Sponsored by state Rep. Bill Taylor, R-Aiken, the bill seeks to amend the Freedom of Information Act – the law regulating public records – to curb excessive fees charged those seeking records and ensure those requests are filled in a timely manner.
Supporters laud the bill as a way to ensure the state’s public records law achieves its intent.
S.C. Press Association president Bill Rogers endorsed the bill, calling it a “reasonable compromise” that will make it easier to gain access to records while allowing public agencies to recoup the cost of fulfilling requests for information.
After two days of testimony, the House Judiciary subcommittee approved the bill with an amendment changing how much public bodies can charge for providing documents.
Previous proposals would have prohibited or limited charges that government agencies could charge for staff time spent fulfilling requests. That was unpopular with public agencies that deal with numerous records requests.

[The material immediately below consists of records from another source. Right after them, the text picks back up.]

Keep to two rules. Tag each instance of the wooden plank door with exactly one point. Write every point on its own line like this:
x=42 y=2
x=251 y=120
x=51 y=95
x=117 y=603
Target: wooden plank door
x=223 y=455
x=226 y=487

Public agencies currently are required to tell those requesting records within 15 business days whether they have the information requested. But the existing state law says little about how much those agencies can charge to provide information and nothing about when they must produce the records.

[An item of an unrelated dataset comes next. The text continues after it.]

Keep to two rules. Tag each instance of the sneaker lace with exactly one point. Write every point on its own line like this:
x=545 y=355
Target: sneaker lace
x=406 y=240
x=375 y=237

If Taylor’s proposal becomes law, public bodies and officials would have 10 business days to respond to requests and a total of 30 days to provide documents. If the information requested is more than two years old, the agencies would have a total of 45 days.
The bill also would:
• Require the public body to post online what it charges to produce records
• Limit those fees to the cost of the search, retrieval and redaction of records
• Limit copying fees to commercial rates and prohibit charging for documents stored or delivered in electronic format
Limit charges for staff time to the pro-rated hourly salary of the lowest-paid employee with the skills and training to fulfill the request.
The bill also would create a Freedom of Information Act Review Office within the state’s Administrative Law Court. The office would hear appeals from members of the public who think they are being stonewalled by agencies. Public agencies also could seek relief from unreasonable requests.
Jay Bender, a media law attorney who sometimes represents The State and Reid H. Montgomery Freedom of Information Chair at the University of South Carolina, said the review office is “a quicker, flexible avenue to resolve disputes” than filing a lawsuit.
Bender said the current system deters people from fighting for public records because of “the cost (and) the fear of having to hire a lawyer to go do something that you shouldn’t have to hire a lawyer to go do.”
The bill now goes to the full Judiciary Committee for consideration.